Lampu di dalam rumah mulai redup. Sehingga keadaan dalam samar-samar terlihat. Lukisan ayah terpampang syahdu, membuat kawanku ini menggigil melihatnya.
"Sudah lama aku tak kesini! Dan makin parah!" ia justru tertawa sambil bersender di sofa ruang tamu, sambil menatap segala isi rumahku ini.
"Maaf keadaannya seperti ini! Beginilah jika nasib ditinggal ayah dan ibu di usia muda kawanku!" ia menarik napas, dan bawakan ia kopi hitam, sambil kita terdiam sejenak memulai apa yang ingin ia katakan.
"Lalu?" aku berusaha memulainya.
Ia minum kopi itu, lalu menyenderkan punggungnya, bersiap-siap mengatakan apa yang seharusnya ku ketahui sejak dulu tentang kematian ayah.
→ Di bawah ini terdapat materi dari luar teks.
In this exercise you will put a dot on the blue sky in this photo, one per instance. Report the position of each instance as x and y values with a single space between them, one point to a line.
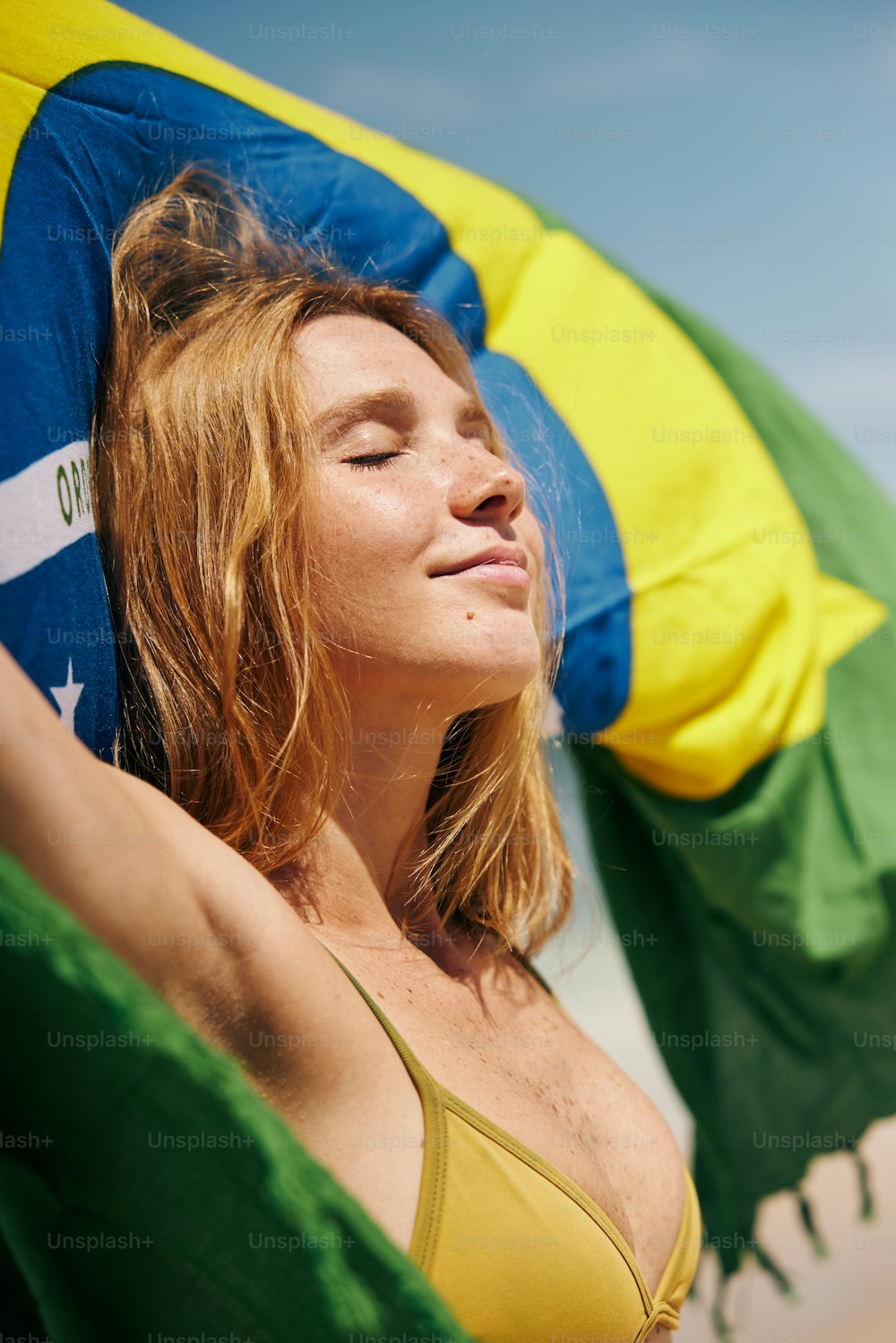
739 158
"Yang pasti adalah ayahmu dibunuh! Aku melihatnya, dan aku masih menyimpan ketakutan ini sampai sekarang!" seketika udara kaku, aku tersentak dengan kenyataan yang benar-benar aku rasakan.
"Ternyata dugaan ku benar!" aku berontak, sambil memukul tembok rumahku.
"Boleh ku lanjutkan kawan? Aku ingin kau mengetahuinya, agar beban ini hilang dari masa depanku! Aku tak ingin terbayang kejadian di sore itu! Kejadian yang dalam hitungan detik bisa mengubah nasib keluargamu sampai sekarang ini!"
"Lanjutkan lah kawan, aku menerima semuanya dengan lapang dada," sejenak aku berpikir untuk melupakan Pita dan segala bentuk kerahasiaannya.
"Ayahmu seperti dibunuh oleh pembunuh bayaran, aku melihatnya di dekat sungai yang sepi! Dengan mengintip melalui celah tong sampah yang ada di sekitar lokasi! Ayahmu diracuni dari belakang! Aku rasa itu racun mematikan! Beberapa detik setelahnya ayahmu roboh, pingsan dan ditenggelamkan ke aliran sungai!"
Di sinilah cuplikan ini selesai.